Re: [PERFORM] Decreasing BLKSZ

2006-09-26 Thread Bucky Jordan
  The bottom line here is likely to be you need more RAM :-(
 
 Yup.  Just trying to get a handle on what I can do if I need more than
 16G
 Of ram... That's as much as I can put on the installed based of
 servers 100s of them.
 
 
  I wonder whether there is a way to use table partitioning to
  make the insert pattern more localized?  We'd need to know a
  lot more about your insertion patterns to guess how, though.
 
  regards, tom lane
 
 We're doing partitioning as well.
 
I'm guessing that you basically have a data collection application that
sends in lots of records, and a reporting application that wants
summaries of the data? So, if I understand the problem correctly, you
don't have enough ram (or may not in the future) to index the data as it
comes in. 

Not sure how much you can change the design, but what about either
updating a summary table(s) as the records come in (trigger, part of the
transaction, or do it in the application) or, index periodically? In
otherwords, load a partition (say a day's worth) then index that
partition all at once. If you're doing real-time analysis that might not
work so well though, but the summary tables should. 
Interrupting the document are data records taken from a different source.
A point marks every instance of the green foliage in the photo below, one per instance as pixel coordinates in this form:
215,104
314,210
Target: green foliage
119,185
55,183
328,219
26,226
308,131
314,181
I assume the application generates unique records on its own due to the
timestamp, so this isn't really about checking for constraint
violations? If so, you can probably do away with the index on the tables
that you're running the inserts on.

- Bucky

---(end of broadcast)---
TIP 4: Have you searched our list archives?

   http://archives.postgresql.org


Re: [PERFORM] Decreasing BLKSZ

2006-09-26 Thread Marc Morin
Yes, that is our application.   We have implemented both scenarios...

1- partitions loaded without indexes on them.. And build index when
partition is full.  Slow to drill down into incomplete partitions.
2- paritions with index as loaded.  Slow, on insert (problem mentioned)
but good to drill down

So, I'd like my cake and eat it too... :-)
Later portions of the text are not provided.